Synthetic utilities of alkylation products

To further demonstrate the synthetic utility of this methodology, the alkylations were amenable to scale-up to gram quantities in both batch reactors and continuous-flow reactors (Scheme 3a). The resulted alkylation products can be directly transformed to γ,δ-unsaturated or α,β-diaryl acids (66, 67),[18] esters (68, 69),[19] amides (70, 71),[20] and lactones (72) in a convenient manner (Scheme 3b). These building blocks are core structures for a variety of drug molecules, such as nafronyl (76),[21] racecadotril (77),[22] and DX-9065a (78)[23] (Scheme 3c), enabling a convenient way to synthesize these pharmaceutical compounds and their derivatives. The opportunities to effect synthetic streamline with this general C–H reactivity are further illustrated in a facile synthesis of 75 (Scheme 3b), a representative compound of a group of M1 antagonists.[24] In addition, the malononitrile moieties can be directly converted to diaminopyrazoles (73), that are important intermediates for preparing therapeutically interesting pyrazolo[1,5-α]pyrimidines,[25] and aminoisoxazoles (74) with potential hypoglycemic activity.[26]

Scheme 3

Synthetic applications of alkylation products.

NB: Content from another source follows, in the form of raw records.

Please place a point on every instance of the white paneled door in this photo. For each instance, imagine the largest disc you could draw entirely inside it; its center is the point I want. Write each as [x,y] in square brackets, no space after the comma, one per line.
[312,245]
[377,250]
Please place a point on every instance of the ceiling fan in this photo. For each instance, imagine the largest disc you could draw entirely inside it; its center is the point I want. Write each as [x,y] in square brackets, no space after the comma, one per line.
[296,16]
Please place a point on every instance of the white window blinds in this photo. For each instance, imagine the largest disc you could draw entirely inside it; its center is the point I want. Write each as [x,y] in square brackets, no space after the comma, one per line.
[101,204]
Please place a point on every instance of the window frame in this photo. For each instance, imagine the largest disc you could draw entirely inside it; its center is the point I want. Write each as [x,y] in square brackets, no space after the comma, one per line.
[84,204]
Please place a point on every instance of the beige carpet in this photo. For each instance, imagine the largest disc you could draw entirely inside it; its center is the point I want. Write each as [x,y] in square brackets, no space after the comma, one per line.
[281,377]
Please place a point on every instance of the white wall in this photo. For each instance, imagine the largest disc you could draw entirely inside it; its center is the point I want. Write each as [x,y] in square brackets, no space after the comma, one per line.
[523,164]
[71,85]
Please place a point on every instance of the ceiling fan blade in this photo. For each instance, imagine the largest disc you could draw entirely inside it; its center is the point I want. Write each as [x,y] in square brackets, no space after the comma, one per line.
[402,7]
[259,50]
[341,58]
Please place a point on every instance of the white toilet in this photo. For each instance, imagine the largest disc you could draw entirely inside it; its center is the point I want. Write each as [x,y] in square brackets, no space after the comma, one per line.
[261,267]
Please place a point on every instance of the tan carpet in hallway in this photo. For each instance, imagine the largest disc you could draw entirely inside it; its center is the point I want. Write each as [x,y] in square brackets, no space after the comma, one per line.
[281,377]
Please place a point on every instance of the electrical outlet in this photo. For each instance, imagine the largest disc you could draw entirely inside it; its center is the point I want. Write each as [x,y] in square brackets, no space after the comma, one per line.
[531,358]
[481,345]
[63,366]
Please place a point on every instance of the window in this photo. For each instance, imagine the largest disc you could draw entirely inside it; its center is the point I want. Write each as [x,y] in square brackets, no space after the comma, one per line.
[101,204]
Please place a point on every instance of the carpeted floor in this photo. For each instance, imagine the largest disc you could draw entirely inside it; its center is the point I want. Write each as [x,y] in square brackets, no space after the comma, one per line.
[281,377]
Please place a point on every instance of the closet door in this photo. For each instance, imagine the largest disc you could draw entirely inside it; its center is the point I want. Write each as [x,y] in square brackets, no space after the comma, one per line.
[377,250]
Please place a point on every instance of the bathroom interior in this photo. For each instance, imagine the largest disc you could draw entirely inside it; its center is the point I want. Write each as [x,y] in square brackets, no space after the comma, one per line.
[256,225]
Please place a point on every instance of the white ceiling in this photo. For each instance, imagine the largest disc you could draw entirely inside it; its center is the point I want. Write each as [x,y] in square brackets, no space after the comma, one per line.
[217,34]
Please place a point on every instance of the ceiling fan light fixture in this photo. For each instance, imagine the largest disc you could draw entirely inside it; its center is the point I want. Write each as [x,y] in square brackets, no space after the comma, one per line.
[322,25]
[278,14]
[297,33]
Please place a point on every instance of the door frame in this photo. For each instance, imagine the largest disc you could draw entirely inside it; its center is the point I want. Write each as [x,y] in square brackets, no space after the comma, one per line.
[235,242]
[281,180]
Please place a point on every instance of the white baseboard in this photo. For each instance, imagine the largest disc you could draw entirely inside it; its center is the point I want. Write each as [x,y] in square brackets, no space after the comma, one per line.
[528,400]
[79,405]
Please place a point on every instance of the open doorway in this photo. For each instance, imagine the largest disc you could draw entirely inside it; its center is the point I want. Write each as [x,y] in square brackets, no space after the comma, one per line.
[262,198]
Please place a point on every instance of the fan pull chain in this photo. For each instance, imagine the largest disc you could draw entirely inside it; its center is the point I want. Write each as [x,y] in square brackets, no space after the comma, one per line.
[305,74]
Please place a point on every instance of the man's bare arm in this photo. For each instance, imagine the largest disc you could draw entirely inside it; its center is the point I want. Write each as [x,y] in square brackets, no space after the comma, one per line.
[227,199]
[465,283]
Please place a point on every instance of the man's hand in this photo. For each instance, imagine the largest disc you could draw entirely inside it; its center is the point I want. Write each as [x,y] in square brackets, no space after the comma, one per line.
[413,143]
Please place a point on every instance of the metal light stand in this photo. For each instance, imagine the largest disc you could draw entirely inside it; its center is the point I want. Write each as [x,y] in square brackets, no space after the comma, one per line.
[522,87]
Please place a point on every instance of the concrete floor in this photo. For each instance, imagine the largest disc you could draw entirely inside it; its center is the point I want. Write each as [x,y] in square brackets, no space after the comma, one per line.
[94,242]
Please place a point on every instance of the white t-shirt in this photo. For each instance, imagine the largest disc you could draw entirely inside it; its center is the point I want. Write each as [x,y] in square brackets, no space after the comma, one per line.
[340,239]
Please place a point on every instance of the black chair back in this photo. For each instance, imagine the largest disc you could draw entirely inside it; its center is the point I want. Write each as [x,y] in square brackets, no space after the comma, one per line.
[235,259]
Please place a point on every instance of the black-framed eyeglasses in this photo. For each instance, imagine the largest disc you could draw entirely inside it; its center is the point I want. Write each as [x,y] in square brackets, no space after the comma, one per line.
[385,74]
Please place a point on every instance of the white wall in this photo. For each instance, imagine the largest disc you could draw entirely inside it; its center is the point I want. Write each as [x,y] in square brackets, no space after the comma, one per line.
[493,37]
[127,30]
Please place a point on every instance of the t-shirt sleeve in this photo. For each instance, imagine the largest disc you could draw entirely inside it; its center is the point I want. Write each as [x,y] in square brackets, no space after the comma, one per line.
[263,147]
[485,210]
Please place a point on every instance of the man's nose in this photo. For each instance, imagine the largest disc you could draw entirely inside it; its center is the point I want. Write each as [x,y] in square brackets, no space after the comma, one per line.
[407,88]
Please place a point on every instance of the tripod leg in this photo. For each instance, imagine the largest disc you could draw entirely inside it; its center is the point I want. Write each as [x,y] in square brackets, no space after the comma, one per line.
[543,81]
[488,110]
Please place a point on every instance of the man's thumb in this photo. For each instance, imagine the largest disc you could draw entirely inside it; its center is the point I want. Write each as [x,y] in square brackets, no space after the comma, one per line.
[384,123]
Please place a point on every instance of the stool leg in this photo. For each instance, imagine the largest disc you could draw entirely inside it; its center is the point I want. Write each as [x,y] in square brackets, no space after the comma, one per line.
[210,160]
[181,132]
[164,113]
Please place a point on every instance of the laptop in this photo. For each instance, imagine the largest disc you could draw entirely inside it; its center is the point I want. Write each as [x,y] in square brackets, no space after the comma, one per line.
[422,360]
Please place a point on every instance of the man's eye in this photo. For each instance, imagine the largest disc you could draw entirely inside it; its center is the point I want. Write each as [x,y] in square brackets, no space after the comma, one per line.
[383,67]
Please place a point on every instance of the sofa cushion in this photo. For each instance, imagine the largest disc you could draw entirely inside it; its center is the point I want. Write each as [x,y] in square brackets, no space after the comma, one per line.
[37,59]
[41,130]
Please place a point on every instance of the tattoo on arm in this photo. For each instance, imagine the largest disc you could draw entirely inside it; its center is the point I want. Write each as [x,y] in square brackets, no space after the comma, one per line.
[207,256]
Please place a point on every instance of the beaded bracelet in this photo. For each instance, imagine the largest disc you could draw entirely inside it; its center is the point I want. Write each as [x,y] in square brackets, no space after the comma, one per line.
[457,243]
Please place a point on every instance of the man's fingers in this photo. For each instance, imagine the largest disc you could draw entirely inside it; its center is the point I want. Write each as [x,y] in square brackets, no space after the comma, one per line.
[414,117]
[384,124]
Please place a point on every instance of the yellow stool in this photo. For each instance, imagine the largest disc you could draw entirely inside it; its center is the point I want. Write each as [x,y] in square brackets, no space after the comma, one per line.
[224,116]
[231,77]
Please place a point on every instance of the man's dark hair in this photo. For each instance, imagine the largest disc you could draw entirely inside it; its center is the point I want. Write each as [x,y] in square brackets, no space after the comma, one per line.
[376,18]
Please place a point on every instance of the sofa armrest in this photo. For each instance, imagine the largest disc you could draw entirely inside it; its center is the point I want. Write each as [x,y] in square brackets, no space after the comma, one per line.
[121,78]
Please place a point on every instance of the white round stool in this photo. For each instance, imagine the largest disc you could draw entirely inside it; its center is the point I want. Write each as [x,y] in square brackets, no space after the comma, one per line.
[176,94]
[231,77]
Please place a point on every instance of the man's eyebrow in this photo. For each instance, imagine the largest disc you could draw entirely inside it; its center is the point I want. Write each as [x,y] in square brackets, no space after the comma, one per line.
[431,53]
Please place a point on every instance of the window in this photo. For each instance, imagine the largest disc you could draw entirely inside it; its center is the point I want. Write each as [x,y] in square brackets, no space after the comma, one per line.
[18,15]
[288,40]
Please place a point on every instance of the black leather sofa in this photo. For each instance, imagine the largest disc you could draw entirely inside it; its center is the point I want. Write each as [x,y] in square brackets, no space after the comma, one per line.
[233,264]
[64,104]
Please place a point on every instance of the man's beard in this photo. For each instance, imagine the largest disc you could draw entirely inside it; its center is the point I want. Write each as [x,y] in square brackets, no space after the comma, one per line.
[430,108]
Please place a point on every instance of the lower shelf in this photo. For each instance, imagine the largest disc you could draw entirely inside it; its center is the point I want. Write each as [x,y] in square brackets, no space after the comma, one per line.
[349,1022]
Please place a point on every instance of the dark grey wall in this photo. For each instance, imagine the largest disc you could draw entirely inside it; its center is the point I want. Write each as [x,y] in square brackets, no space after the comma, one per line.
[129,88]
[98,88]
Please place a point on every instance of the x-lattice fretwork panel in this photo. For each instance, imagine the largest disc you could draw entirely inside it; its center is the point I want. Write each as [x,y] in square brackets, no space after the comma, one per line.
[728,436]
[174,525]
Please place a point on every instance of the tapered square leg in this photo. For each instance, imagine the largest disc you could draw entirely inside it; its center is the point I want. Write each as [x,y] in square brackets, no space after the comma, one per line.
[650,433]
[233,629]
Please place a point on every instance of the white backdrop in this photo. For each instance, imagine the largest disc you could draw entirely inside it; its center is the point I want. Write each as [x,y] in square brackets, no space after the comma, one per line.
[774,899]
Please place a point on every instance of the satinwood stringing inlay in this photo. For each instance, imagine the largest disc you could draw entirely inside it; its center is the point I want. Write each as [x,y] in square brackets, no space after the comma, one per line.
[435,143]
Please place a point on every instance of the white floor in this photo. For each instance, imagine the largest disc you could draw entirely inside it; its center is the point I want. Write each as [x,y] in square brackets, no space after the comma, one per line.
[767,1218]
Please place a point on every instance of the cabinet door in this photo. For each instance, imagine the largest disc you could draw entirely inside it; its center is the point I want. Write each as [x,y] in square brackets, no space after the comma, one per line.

Control experiments to support the proposed mechanism

Several control experiments were performed to gain further insights into the reaction pathway (for details, see ESI†). First, no alkylation products were observed when the reaction was performed in the presence of radical scavengers such as TEMPO and hydroquinone, suggesting a radical process was involved. Furthermore, as indicated by the luminescence quenching experiments, both alkene 5 and 4-methylanisole can quench the excited state of acridinium (4*), whereas methylene-malononitrile 6 cannot; this result is in agreement with our proposed mechanism (Fig. 1). Several deuterium-labeling experiments were investigated, revealing that the anion V would most likely abstract a proton from the solvent rather than from substrate 1. The intermolecular competition experiment established that the magnitude of the kinetic isotopic effect (KIE) given by k H/k D was 3.3, indicating that the deprotonation might be involved in the rate-limiting step. We also questioned whether the alkene/arene radical cation I generated via photoredox mediated SET process could accomplish an intermolecular H-atom abstraction from another molecule of 1; in this case, the radical cation itself served as a HAT catalyst.[27] However, the quantum chemistry calculation using a composite CBS-QB3 method, did not support this process (Schemes S1 and S2, ESI†).

Conclusions

Overall, we have developed a visible-light-mediated alkylation of unactivated allylic/benzylic sp3 C–H bonds, which represents one of the most green and sustainable protocols featuring merits such as metal- and additive-free, atom- and redox-economical, and works effectively with a wide range of substrates (>55 examples). Use of SFMT reactors effectively enhanced the efficiency of light-promoted transformations and broadened the substrate scope. The alkylation products can be conveniently converted into γ,δ-unsaturated or α,β-diaryl-acids, -esters, -amides, -pyrazoles, -isoxazoles, as well as lactones for further elaborating valuable pharmaceutical molecules. This visible-light photoredox induced radical cation deprotonation process represents a powerful strategy and will likely find more applications for selective activation of native C–H bonds as latent nucleophilic handles.